I hope you don’t mind this picture. I thought it would be okay since it is more at the “food” stage than the “animal” stage here. (Ethan says the worst thing about it is the appalling amount of mildew on the table top.) I was proud of how nicely I had done the quartering and butchering.
Two goatlings in the freezer, Tom and Neroneus are still on the hoof. It is nice to get goat milk again. I was really dreading this, as soon as we had so many boys, but it turned out as well as possible. Right when we arrived Huck and Sid were out of the fence and had gotten into the barn where they were eating the expensive peanut hay, pooping and peeing everywhere and making it disgusting.
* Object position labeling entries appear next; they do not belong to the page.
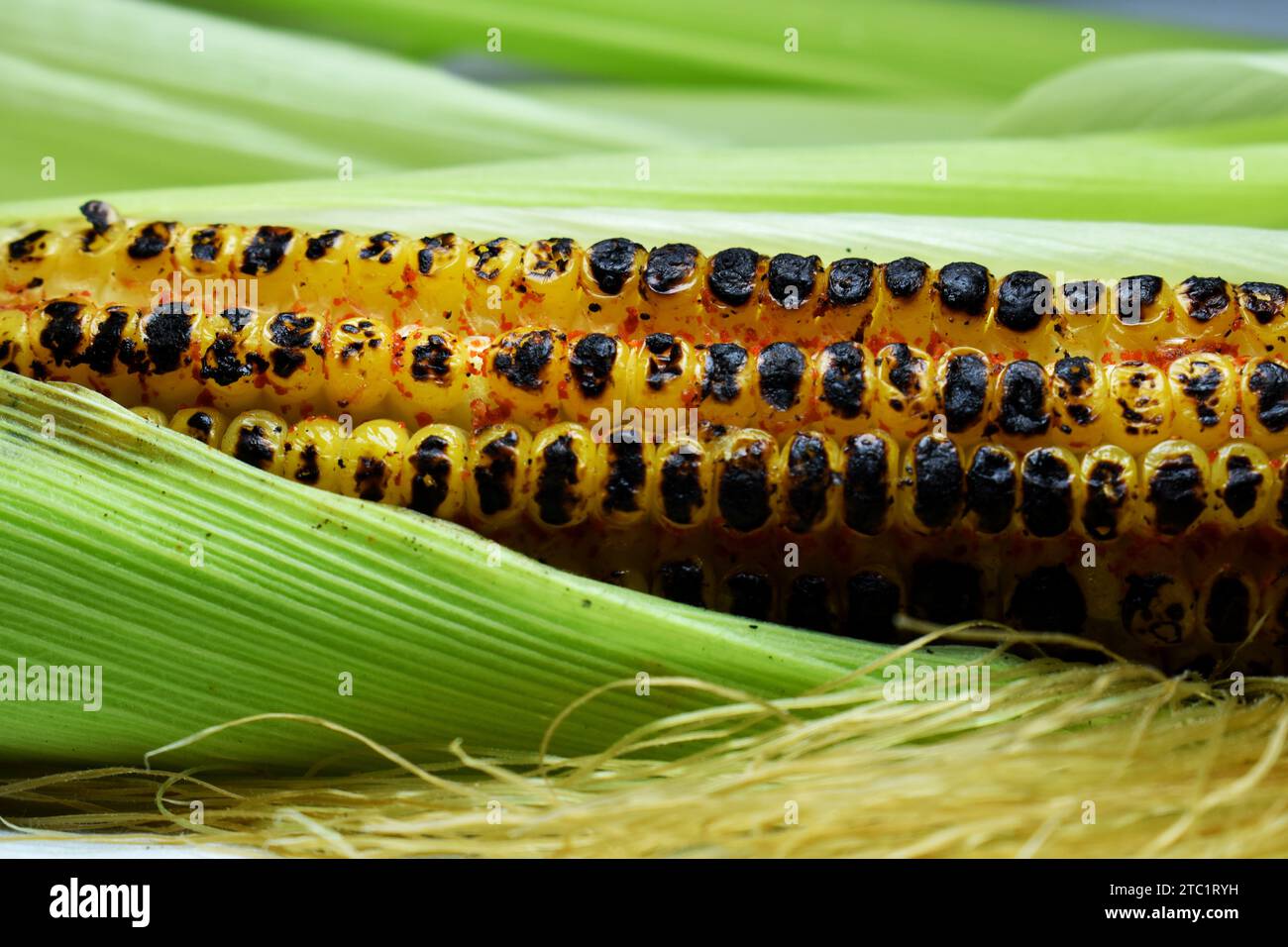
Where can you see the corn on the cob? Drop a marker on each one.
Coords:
(995, 534)
(837, 442)
(299, 367)
(743, 482)
(618, 287)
They had also eaten up the banana trees (killing one of them) and the biggest and most beautiful Tithonia bush, along with my calendula and sunflowers.
So it was easy, in more ways than one, to catch them. The slaughter part was over quickly and humanely, although we are new to processing goats. I said a little prayer of thanks for all the nourishment they had to offer our family beforehand. We are trying to make the most of what they had to offer us – every edible bit being eaten and we saved their beautiful hides. Ethan made a wonderful Jamaican goat curry with rice and peas and vegetables from the garden.
The goat herd already feels more manageable. Cricket and Firefly are enjoying being milked and getting their little bit of barley. There are plans for Capretto and Middle Eastern roasted goat – even some “Mannish Water.” We are so grateful to be able to have this connection with life, the earth, and our herd.